Salisbury’s Long-Jawed Ground Spider
- Conservation status: Least Concern (SANBI Red List)

Scientific classification
- Kingdom: Animalia
- Phylum: Arthropoda
- Subphylum: Chelicerata
- Class: Arachnida
- Order: Araneae
- Infraorder: Araneomorphae
- Family: Gallieniellidae
- Genus: Drassodella
- Species: D. salisburyi
- Binomial name: Drassodella salisburyi Hewitt, 1916
- Synonyms: Drassodella salisburii Hewitt, 1916 ;

= Drassodella salisburyi =

- Authority: Hewitt, 1916
- Conservation status: LC

Species of spider

Drassodella salisburyi is a species of spider in the family Gallieniellidae. It is the type species of the genus Drassodella and is endemic to South Africa.

==Distribution==
Drassodella salisburyi is endemic to the Eastern Cape province at elevations ranging from 222–1488 m above sea level.
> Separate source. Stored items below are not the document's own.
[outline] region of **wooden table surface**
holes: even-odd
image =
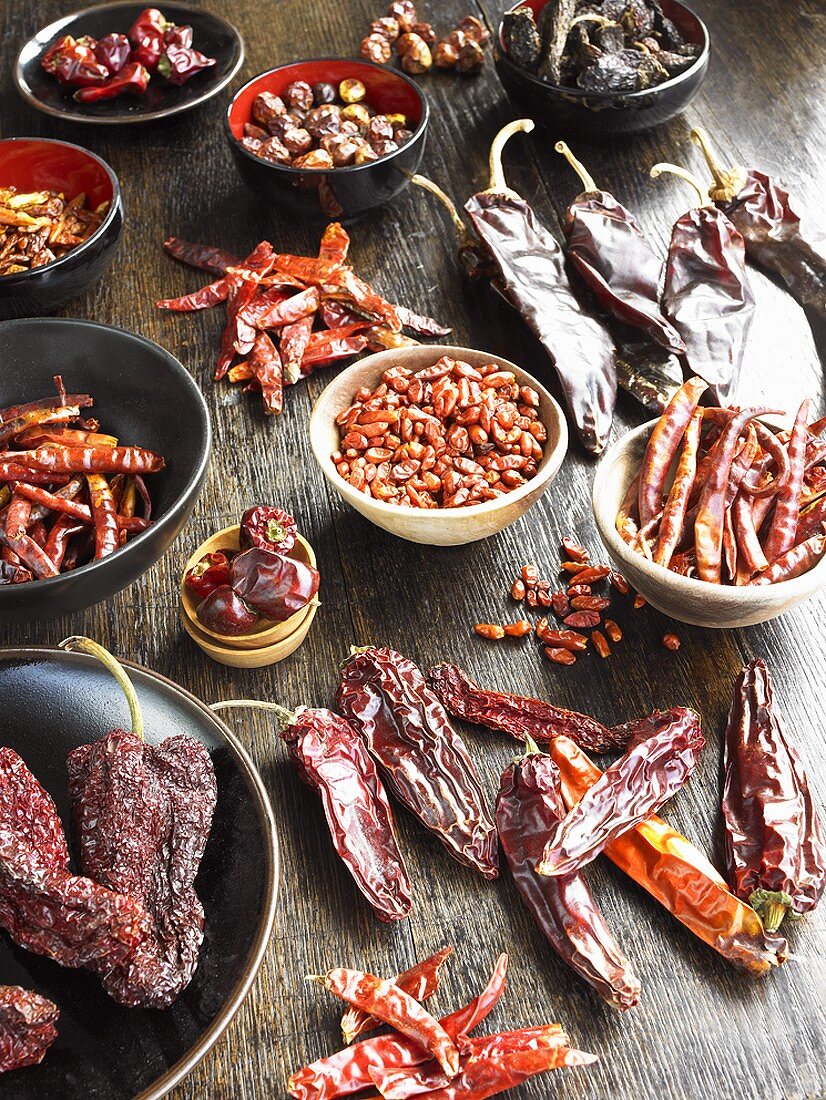
[[[448,29],[468,0],[420,9]],[[342,0],[235,0],[204,5],[228,14],[247,49],[235,86],[256,72],[301,57],[355,54],[380,3]],[[479,8],[495,25],[492,0]],[[702,123],[718,147],[791,186],[817,215],[826,192],[826,66],[818,0],[696,0],[713,41],[708,79],[688,112],[656,132],[615,144],[572,140],[600,184],[635,210],[665,249],[670,226],[690,201],[676,180],[652,183],[658,160],[701,165],[689,140]],[[531,642],[486,643],[477,620],[512,613],[506,590],[524,561],[550,575],[559,538],[576,533],[598,552],[591,518],[593,466],[574,448],[550,492],[498,537],[459,549],[401,542],[368,524],[331,494],[311,457],[307,420],[331,372],[287,394],[285,414],[266,420],[259,402],[211,375],[222,310],[175,317],[156,299],[199,285],[196,272],[169,260],[164,237],[180,235],[244,254],[267,238],[279,250],[312,254],[317,233],[279,216],[241,183],[223,132],[226,97],[148,127],[107,129],[60,123],[14,93],[13,58],[35,30],[70,10],[58,0],[6,0],[0,5],[2,136],[40,135],[88,146],[114,167],[123,186],[126,229],[119,260],[105,281],[74,302],[67,316],[139,332],[169,348],[192,371],[210,405],[215,432],[212,470],[195,515],[175,546],[138,583],[104,605],[63,620],[4,627],[6,644],[55,643],[84,633],[211,702],[258,696],[283,704],[329,705],[338,663],[350,645],[393,646],[426,666],[450,658],[483,683],[518,689],[589,711],[608,723],[654,707],[687,704],[702,715],[708,747],[667,816],[719,865],[720,737],[732,682],[744,661],[763,657],[808,762],[816,795],[826,796],[822,624],[826,597],[814,598],[765,626],[712,631],[672,624],[646,608],[621,609],[625,639],[609,660],[595,655],[573,668],[549,665]],[[436,13],[439,13],[436,15]],[[513,117],[493,65],[483,75],[421,78],[433,108],[422,171],[464,200],[485,183],[487,149]],[[553,152],[554,135],[537,132],[510,144],[513,186],[552,228],[578,190]],[[554,388],[547,360],[515,316],[490,294],[468,289],[441,210],[410,189],[390,209],[353,231],[352,260],[391,300],[432,313],[468,344],[522,363]],[[805,394],[826,411],[821,369],[803,313],[780,289],[752,273],[757,297],[741,397],[796,407]],[[2,362],[2,349],[0,349]],[[59,363],[54,364],[60,368]],[[163,401],[163,394],[158,400]],[[615,435],[646,419],[621,396]],[[186,425],[181,425],[186,431]],[[312,542],[323,601],[304,646],[261,671],[212,664],[184,635],[177,586],[183,563],[207,535],[235,522],[257,501],[294,512]],[[666,651],[665,630],[682,647]],[[307,972],[355,964],[392,974],[443,943],[456,946],[437,1005],[463,1003],[483,982],[496,955],[511,957],[509,992],[492,1029],[561,1021],[600,1061],[516,1090],[514,1097],[613,1100],[792,1100],[826,1095],[826,906],[791,932],[795,955],[782,970],[754,982],[732,970],[612,866],[599,861],[589,880],[643,983],[638,1008],[620,1017],[604,1008],[560,963],[532,926],[507,874],[494,885],[452,863],[403,811],[398,826],[415,883],[415,912],[401,926],[379,924],[331,851],[321,806],[298,781],[266,716],[235,712],[233,728],[249,747],[270,792],[278,822],[282,881],[275,931],[259,979],[215,1050],[173,1093],[175,1100],[264,1100],[283,1095],[288,1072],[337,1046],[338,1011]],[[491,798],[514,753],[507,738],[463,729]],[[0,1091],[2,1091],[0,1089]]]

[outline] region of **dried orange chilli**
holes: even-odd
[[[476,623],[473,629],[480,638],[487,638],[492,642],[498,642],[505,637],[505,628],[498,623]]]
[[[683,534],[688,498],[694,486],[697,474],[697,452],[700,448],[700,429],[703,426],[703,414],[695,411],[688,423],[683,441],[677,472],[663,509],[660,532],[654,546],[654,561],[657,565],[668,566],[671,555],[677,549],[677,543]]]
[[[640,525],[645,526],[662,506],[668,468],[694,411],[708,389],[702,378],[689,378],[677,390],[654,425],[642,459],[639,481]]]

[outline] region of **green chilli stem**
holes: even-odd
[[[767,932],[776,932],[783,921],[791,919],[792,899],[783,890],[755,890],[749,905],[763,922]]]
[[[708,206],[708,194],[703,187],[702,180],[695,176],[693,172],[689,172],[687,168],[681,168],[679,164],[655,164],[651,169],[649,175],[652,180],[658,179],[663,172],[667,172],[669,175],[678,176],[681,180],[685,180],[690,184],[700,197],[700,206]]]
[[[126,675],[120,662],[112,656],[108,649],[104,649],[98,642],[82,635],[76,634],[71,638],[64,638],[58,644],[61,649],[65,649],[69,653],[86,653],[88,656],[96,658],[108,672],[112,673],[118,682],[118,687],[126,696],[132,722],[132,733],[143,741],[143,714],[141,713],[141,705],[138,702],[138,694],[135,691],[135,685]]]
[[[510,195],[515,199],[520,198],[515,191],[508,187],[507,180],[505,179],[505,170],[502,167],[502,153],[514,134],[529,134],[533,128],[533,119],[517,118],[513,122],[509,122],[507,126],[503,126],[493,139],[490,147],[490,156],[488,158],[490,183],[488,184],[488,189],[485,194],[495,192],[498,195]]]
[[[270,711],[278,719],[279,733],[291,726],[298,715],[298,711],[288,710],[286,707],[279,706],[278,703],[267,703],[263,699],[224,699],[209,705],[210,710],[232,710],[233,708]]]
[[[443,191],[437,183],[433,180],[429,180],[427,176],[415,175],[410,177],[410,182],[414,183],[417,187],[421,187],[423,191],[429,192],[431,195],[435,195],[439,202],[444,206],[450,215],[450,220],[453,222],[453,227],[459,234],[459,239],[462,244],[470,244],[473,242],[470,230],[462,221],[459,211],[456,209],[456,204],[450,195],[446,191]]]
[[[596,183],[594,183],[594,177],[591,175],[591,173],[588,171],[582,161],[574,156],[567,142],[558,141],[556,145],[554,145],[554,149],[557,151],[557,153],[562,154],[562,156],[567,160],[567,162],[579,176],[580,182],[582,183],[582,189],[584,191],[599,190]]]

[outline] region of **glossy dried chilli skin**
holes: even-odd
[[[724,741],[726,867],[766,930],[815,908],[826,889],[826,834],[761,660],[737,678]]]
[[[549,753],[559,768],[565,805],[574,807],[602,775],[570,738]],[[662,818],[652,815],[612,840],[605,855],[732,965],[759,976],[785,962],[788,949],[767,935],[760,917],[732,894],[706,857]]]
[[[396,797],[454,859],[496,878],[496,826],[476,770],[416,665],[392,649],[356,650],[342,666],[336,704]]]
[[[452,947],[443,947],[435,954],[414,963],[413,966],[397,974],[393,984],[409,993],[417,1001],[426,1001],[439,988],[439,972],[450,956]],[[359,1035],[379,1026],[380,1021],[358,1008],[349,1008],[341,1018],[341,1034],[345,1043],[352,1043]]]
[[[434,665],[428,669],[427,681],[444,707],[457,718],[501,730],[518,741],[531,737],[546,743],[564,734],[597,753],[611,752],[625,745],[587,714],[564,710],[541,699],[483,689],[456,665]]]
[[[502,774],[496,801],[499,842],[523,904],[557,954],[614,1008],[632,1008],[640,983],[623,957],[585,880],[536,872],[549,832],[565,817],[559,770],[528,742]]]
[[[36,1066],[57,1038],[56,1004],[19,985],[0,985],[0,1073]]]
[[[702,378],[689,378],[672,397],[654,425],[645,447],[638,483],[639,521],[644,526],[656,516],[662,501],[668,468],[680,440],[708,389]]]
[[[685,785],[705,737],[694,711],[675,708],[669,718],[648,736],[635,735],[624,755],[554,827],[537,864],[540,874],[577,871]]]

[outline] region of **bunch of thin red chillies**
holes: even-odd
[[[176,260],[220,277],[158,308],[190,313],[226,302],[214,379],[243,382],[244,392],[260,393],[264,411],[273,416],[284,408],[284,387],[319,367],[365,350],[416,344],[402,328],[424,336],[450,332],[386,301],[360,279],[347,263],[350,237],[337,222],[325,229],[317,256],[276,253],[269,241],[244,260],[177,237],[164,247]],[[237,356],[241,362],[233,366]]]
[[[655,424],[618,532],[657,565],[714,584],[800,576],[826,550],[826,418],[810,424],[806,400],[778,431],[761,418],[779,410],[701,407],[706,389],[690,378]]]
[[[59,375],[55,385],[54,397],[0,409],[0,584],[107,557],[151,522],[142,475],[163,458],[119,446],[83,418],[90,394],[67,394]]]

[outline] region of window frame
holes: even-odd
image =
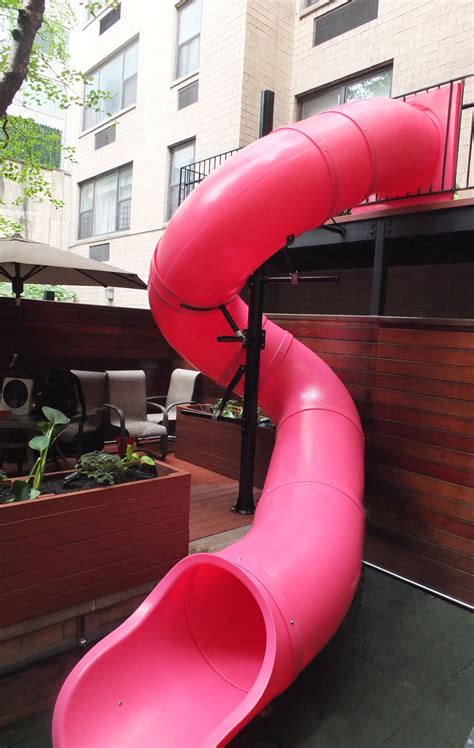
[[[124,78],[125,74],[125,54],[128,49],[132,48],[134,45],[137,45],[138,52],[137,52],[137,69],[136,72],[129,76],[127,79]],[[101,116],[102,112],[99,109],[99,111],[95,111],[94,109],[91,110],[90,107],[86,106],[84,104],[83,107],[83,115],[82,115],[82,133],[88,132],[89,130],[93,130],[95,127],[100,127],[100,125],[103,125],[104,122],[107,122],[108,119],[111,119],[112,117],[117,117],[121,112],[125,111],[126,109],[129,109],[132,106],[135,106],[137,103],[137,91],[138,91],[138,63],[139,63],[139,49],[140,49],[140,37],[135,36],[133,39],[130,39],[126,44],[124,44],[119,49],[115,50],[113,54],[111,54],[109,57],[107,57],[105,60],[102,60],[98,65],[96,65],[94,68],[88,71],[87,76],[89,78],[93,78],[94,75],[98,74],[97,84],[96,88],[100,90],[100,71],[103,70],[103,68],[106,67],[106,65],[109,65],[113,60],[115,60],[118,57],[122,57],[122,65],[121,65],[121,76],[120,76],[120,108],[116,112],[105,112],[103,116]],[[131,80],[132,78],[136,77],[137,79],[137,88],[135,91],[135,100],[129,104],[124,105],[124,91],[125,91],[125,82]],[[94,86],[93,86],[94,87]],[[87,93],[87,84],[84,85],[84,93],[83,93],[83,101],[85,102]],[[103,103],[107,104],[108,99],[104,100]],[[101,117],[93,124],[86,124],[87,117],[89,115],[89,112],[92,111],[93,114],[97,117]]]
[[[392,95],[392,84],[393,84],[393,62],[386,63],[382,65],[381,67],[372,68],[371,70],[362,71],[361,73],[356,73],[355,75],[351,75],[349,78],[343,78],[339,81],[334,81],[333,83],[330,83],[325,86],[321,86],[321,88],[313,89],[313,91],[310,91],[306,94],[302,94],[297,97],[297,104],[298,104],[298,111],[297,111],[297,117],[298,121],[301,119],[305,119],[303,117],[303,107],[307,102],[314,101],[316,98],[322,97],[325,94],[328,94],[330,92],[336,92],[338,89],[342,92],[342,102],[341,104],[338,104],[337,106],[341,106],[342,104],[347,103],[347,88],[349,86],[352,86],[356,83],[362,83],[365,80],[368,80],[372,77],[375,77],[376,75],[380,75],[381,73],[390,73],[390,93],[389,96]],[[325,110],[322,110],[325,111]],[[314,116],[314,115],[307,115],[308,117]]]
[[[118,166],[116,169],[110,169],[109,171],[103,172],[102,174],[97,174],[95,177],[92,177],[91,179],[86,179],[83,182],[79,182],[79,210],[78,210],[78,220],[77,220],[77,239],[78,241],[81,240],[87,240],[93,239],[95,237],[101,237],[101,236],[109,236],[111,234],[117,234],[122,233],[123,231],[129,231],[130,230],[130,217],[131,217],[131,206],[132,206],[132,195],[130,194],[129,198],[121,199],[119,200],[119,190],[120,190],[120,175],[127,169],[130,169],[131,171],[131,184],[133,186],[133,161],[129,161],[127,164],[122,164],[121,166]],[[114,219],[114,228],[112,231],[106,231],[102,234],[96,234],[95,233],[95,214],[96,214],[96,185],[97,182],[100,179],[103,179],[104,177],[110,177],[112,174],[116,175],[116,188],[115,188],[115,219]],[[83,195],[83,189],[88,187],[89,185],[92,185],[92,208],[90,210],[81,210],[81,200]],[[119,206],[123,203],[128,202],[129,203],[129,216],[128,216],[128,227],[125,228],[118,228],[119,226],[119,218],[120,218],[120,211]],[[92,214],[92,233],[91,234],[85,234],[82,229],[82,216],[84,214],[90,213]]]
[[[175,143],[174,145],[168,146],[168,184],[167,184],[167,196],[166,196],[165,222],[168,222],[171,220],[171,218],[173,217],[173,215],[175,214],[176,210],[179,207],[179,204],[178,204],[175,210],[172,210],[171,198],[173,194],[173,188],[177,187],[179,190],[179,179],[176,183],[172,182],[174,154],[180,148],[185,148],[186,146],[190,146],[190,145],[193,146],[193,160],[190,161],[190,163],[192,164],[196,160],[196,138],[195,137],[188,138],[187,140],[182,140],[180,143]],[[180,173],[181,173],[181,169],[180,169]],[[178,194],[178,201],[179,201],[179,194]]]
[[[201,19],[200,19],[200,25],[199,25],[199,32],[195,34],[194,36],[190,37],[189,39],[186,39],[185,42],[179,43],[179,27],[180,27],[180,18],[181,18],[181,12],[183,11],[186,6],[192,5],[193,3],[196,3],[201,6]],[[181,2],[176,6],[177,10],[177,18],[176,18],[176,44],[175,44],[175,61],[174,61],[174,71],[173,71],[173,77],[174,80],[181,80],[181,78],[185,78],[186,76],[192,75],[193,73],[197,73],[199,70],[199,63],[200,63],[200,57],[201,57],[201,31],[202,31],[202,5],[203,0],[185,0],[185,2]],[[179,73],[179,51],[180,48],[183,47],[186,44],[190,44],[195,39],[199,39],[199,51],[198,51],[198,62],[197,66],[193,68],[192,70],[187,70],[184,73]]]

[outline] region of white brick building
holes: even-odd
[[[85,19],[74,66],[111,91],[78,112],[70,246],[146,279],[179,167],[251,142],[259,95],[274,125],[360,95],[472,70],[473,0],[122,0]],[[463,133],[463,149],[467,138]],[[106,302],[99,289],[81,301]],[[114,303],[146,294],[115,289]]]

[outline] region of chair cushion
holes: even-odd
[[[125,428],[134,439],[140,436],[164,436],[166,434],[164,426],[161,426],[159,423],[152,423],[151,421],[136,421],[127,418]]]

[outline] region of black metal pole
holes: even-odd
[[[387,291],[388,250],[385,242],[385,220],[379,218],[375,223],[374,269],[372,272],[372,291],[370,297],[370,314],[383,315]]]
[[[273,129],[273,91],[260,93],[260,115],[258,136],[268,135]],[[240,480],[237,503],[233,508],[237,514],[253,514],[253,481],[255,471],[255,445],[257,441],[258,377],[260,351],[264,345],[262,330],[263,293],[265,279],[263,269],[258,268],[249,281],[249,313],[246,332],[244,408],[242,413],[242,444],[240,449]]]

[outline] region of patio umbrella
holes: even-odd
[[[49,244],[24,239],[20,234],[0,238],[0,279],[12,284],[17,303],[25,283],[62,286],[117,286],[146,290],[135,273],[68,252]]]

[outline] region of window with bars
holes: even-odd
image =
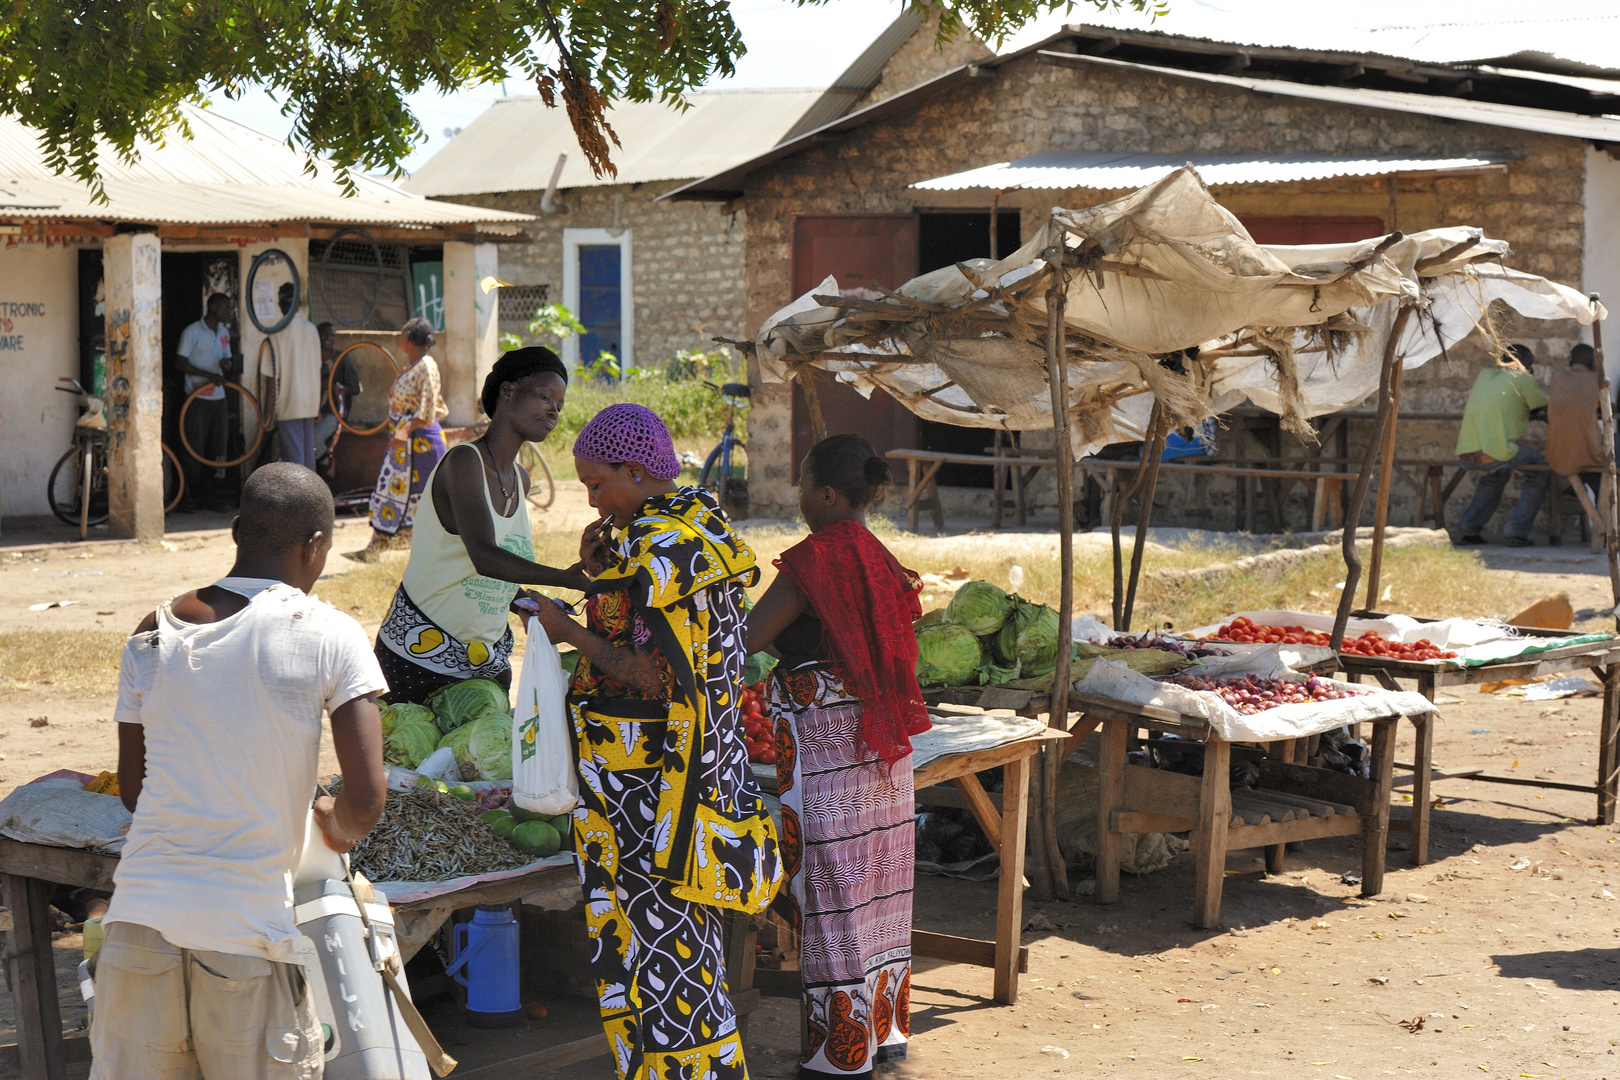
[[[534,313],[550,303],[550,285],[507,285],[500,290],[501,330],[509,334],[526,334]]]
[[[410,258],[348,229],[309,242],[310,314],[343,330],[398,330],[411,317]]]

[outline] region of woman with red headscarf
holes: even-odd
[[[914,828],[910,736],[921,581],[866,528],[889,466],[858,435],[811,448],[799,470],[810,535],[748,615],[771,683],[782,857],[799,932],[809,1057],[801,1075],[871,1076],[911,1033]]]

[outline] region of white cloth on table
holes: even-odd
[[[321,714],[387,685],[348,615],[279,581],[217,584],[248,605],[192,624],[164,604],[124,647],[115,718],[144,729],[146,778],[103,921],[297,963],[292,871]]]
[[[219,374],[225,370],[225,358],[231,355],[231,328],[221,322],[210,330],[208,323],[198,319],[180,331],[180,344],[174,351],[185,357],[192,367]],[[186,393],[191,393],[207,381],[201,375],[187,375]],[[215,386],[197,396],[203,401],[223,401],[225,388]]]

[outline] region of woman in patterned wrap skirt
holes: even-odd
[[[749,613],[748,649],[782,658],[769,707],[810,1033],[800,1075],[869,1077],[905,1057],[911,1032],[909,736],[929,727],[912,633],[922,583],[867,531],[866,507],[889,480],[870,443],[817,443],[799,476],[811,533],[782,553]]]
[[[604,515],[581,545],[588,625],[539,617],[580,651],[574,848],[603,1026],[624,1080],[746,1080],[721,916],[763,912],[782,880],[737,716],[754,553],[712,495],[674,483],[641,406],[598,413],[574,461]]]

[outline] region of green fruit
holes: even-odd
[[[567,814],[558,814],[556,817],[546,819],[546,824],[557,830],[557,835],[567,839],[574,831],[574,819]]]
[[[512,843],[530,855],[544,859],[562,848],[562,837],[543,821],[525,821],[512,832]]]
[[[494,825],[497,821],[500,821],[503,818],[510,818],[511,816],[512,815],[507,813],[505,810],[485,810],[482,814],[478,815],[478,820],[482,821],[485,825]]]
[[[504,840],[512,839],[512,830],[517,828],[517,822],[505,810],[491,810],[484,815],[484,821],[490,828],[500,834]]]
[[[517,804],[516,800],[514,800],[513,802],[511,802],[509,804],[509,809],[512,811],[513,820],[516,821],[520,825],[523,824],[525,821],[545,821],[546,820],[546,815],[545,814],[537,814],[533,810],[525,810],[525,809],[523,809],[523,807],[521,807],[521,806],[519,806]]]
[[[446,784],[443,780],[435,780],[433,781],[433,790],[437,791],[440,795],[448,795],[450,794],[450,785]]]
[[[468,787],[466,784],[457,784],[455,787],[450,789],[450,796],[452,798],[464,799],[467,802],[472,802],[474,799],[478,798],[478,793],[472,788]]]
Known localities include Asante Sana Game Reserve, Grahamstown (type locality), Kentani, Van Stadens Pass, and Great Fish River Reserve.

==Habitat==
The species was sampled in some localities with pitfall traps and is recorded from Thicket, Indian Ocean Coastal Belt, and Fynbos biomes.

==Description==

Both sexes are known. They can be recognized by the broad pale median band on the opisthosoma dorsally.

==Conservation==
Drassodella salisburyi is listed as Least Concern as it has a wide enough distribution range. The species is protected in Asante Sana Private Game Reserve and Great Fish River Reserve. Threats to the species are not considered significant.